Posting in Hindi, Gandhi wrote: 'एक और पेपर लीक। एक और परीक्षा रद्द। इस बार महाराष्ट्र का TET.' ('Another paper leak. Another examination cancelled. This time, Maharashtra's TET.') He charged that the country's education and examination system had been turned into a 'system of extraction,' leaving every young person in the nation insecure. 'This is not just a paper leak,' he wrote, 'this is the theft of the future of the youth.'
Context
The Teacher Eligibility Test (TET) is a mandatory qualifying examination for candidates seeking appointments as teachers in government schools. Maharashtra conducts its own state-level TET, and a successful score is a prerequisite for entry into the public school teaching workforce. An alleged leak forcing cancellation of the examination directly delays the career prospects of thousands of aspiring teachers across the state.
Gandhi, as Leader of the Opposition in Lok Sabha and Member of Parliament from Rae Bareli, has consistently flagged institutional failures affecting youth employment and educational fairness as central political concerns.
Policy Backdrop
The Maharashtra TET incident is the latest in a pattern of high-profile examination irregularities that have shaken public confidence in India's competitive testing infrastructure.
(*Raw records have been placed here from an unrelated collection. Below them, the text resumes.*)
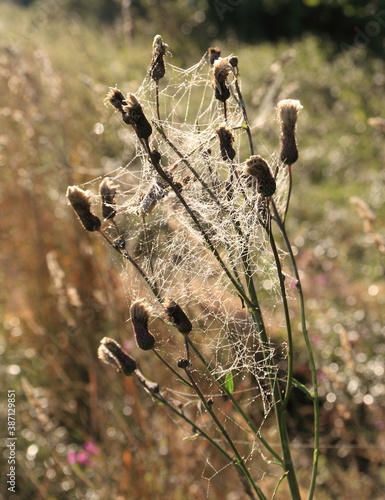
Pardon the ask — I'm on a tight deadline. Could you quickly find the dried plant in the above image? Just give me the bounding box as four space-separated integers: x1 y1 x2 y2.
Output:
68 35 319 500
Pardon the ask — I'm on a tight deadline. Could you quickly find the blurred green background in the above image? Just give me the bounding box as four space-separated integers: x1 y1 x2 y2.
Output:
0 0 385 500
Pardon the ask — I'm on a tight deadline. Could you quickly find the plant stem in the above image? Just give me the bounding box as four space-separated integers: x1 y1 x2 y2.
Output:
153 349 192 387
134 370 256 500
273 200 320 500
185 367 267 500
99 229 162 302
268 217 294 409
187 337 283 464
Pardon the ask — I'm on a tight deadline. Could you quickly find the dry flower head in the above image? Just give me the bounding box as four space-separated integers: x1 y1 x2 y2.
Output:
66 186 101 231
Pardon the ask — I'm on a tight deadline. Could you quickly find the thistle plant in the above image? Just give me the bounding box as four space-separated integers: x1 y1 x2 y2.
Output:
67 35 319 500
In June 2024, the UGC-NET examination was cancelled nationwide after reports of question paper leakage emerged. Around the same period, the NEET-UG medical entrance examination faced allegations of paper leaks, prompting a Supreme Court review and re-tests for affected candidates.
These repeated disruptions have triggered protests from student groups, petitions in courts, and calls from education policy advocates for a full transition to computer-based testing with end-to-end encryption of question banks. Critics argue that the current system of physical paper distribution creates multiple points of vulnerability that organised networks exploit for financial gain.
Stakeholders and Impact
The most immediate impact falls on aspiring teachers in Maharashtra who have invested months — and in many cases years — preparing for the TET. A cancellation forces them to restart the cycle of preparation and wait for a rescheduled date, with no guarantee that security protocols will be strengthened in the interim.
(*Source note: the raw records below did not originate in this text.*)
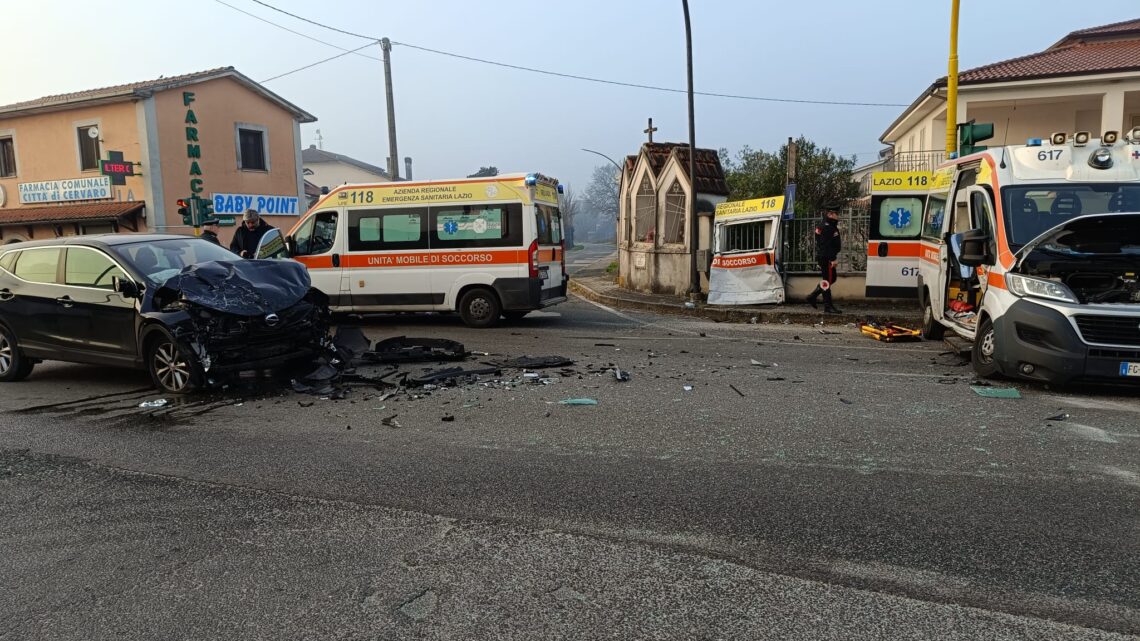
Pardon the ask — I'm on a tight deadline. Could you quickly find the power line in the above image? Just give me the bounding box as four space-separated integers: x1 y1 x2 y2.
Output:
392 40 907 107
261 42 376 82
253 0 380 40
231 0 907 107
214 0 380 62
Broader stakeholders include students in Maharashtra's government schools, whose access to qualified teachers is directly tied to the pace of TET-based recruitment. Delays in filling teaching vacancies compound existing shortfalls in the public education system. The political opposition, including the Indian National Congress, has framed these failures as evidence of governance breakdown at both the state and national levels.
What's Next
Attention will now shift to the Maharashtra government's response — whether it orders a state-level inquiry, identifies the point of leakage, and announces a revised examination date with enhanced security measures. Demands are likely to intensify for structural reforms such as centralised digital question-bank management and real-time monitoring of examination centres.
If the pattern of leaks continues without credible accountability, pressure on the government to overhaul the examination regulatory framework — potentially through legislation — is expected to grow, particularly as competitive examinations remain the primary gateway to stable public-sector employment for millions of young Indians.